The city's trade weakened with exports decreasing 4.3 percent and imports losing 3.2 percent during the period, but inflation was still under control, as the Consumer Price Index was 2.3 percent in the first half, down 1.3 percentage points from a year earlier.

"Shanghai's trade performance has deteriorated since the end of last year," said Xue Jun, an analyst at CITIC Securities Co. "But with the strengthening position of Shanghai as a trading center, we expect trade may stabilize in the near future."

Last month, the State Council gave the nod for Shanghai to trial China's first international free trade zone, the latest step in a national strategy to open markets wider and build Shanghai into an international trade and finance hub.

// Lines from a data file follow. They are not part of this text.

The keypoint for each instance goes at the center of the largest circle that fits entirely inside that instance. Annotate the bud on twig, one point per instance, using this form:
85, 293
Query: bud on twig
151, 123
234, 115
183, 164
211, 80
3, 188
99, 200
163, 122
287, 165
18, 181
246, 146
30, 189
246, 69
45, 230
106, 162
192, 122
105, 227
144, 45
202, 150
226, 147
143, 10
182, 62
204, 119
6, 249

In a free trade zone, goods can be imported, manufactured and re-exported without the intervention of customs authorities.

Yan said the program will create a comprehensive platform for traders rather than merely offering preferential policies.

Shanghai will put construction of the free trade zone top of the government work agenda for the rest of this year, Shanghai Party Secretary Han Zheng said earlier this month.

With only 0.06 percent of China's land, 1.8 percent of its population and 1.7 percent of its investment, Shanghai produced more than 4 percent of the nation's overall economic output in the first six months.

Shanghai is targeting an economic growth rate of 7.5 percent this year, hoping to accelerate industrial restructuring and raise incomes, Mayor Yang Xiong said earlier, stressing a further shift to "growth quality."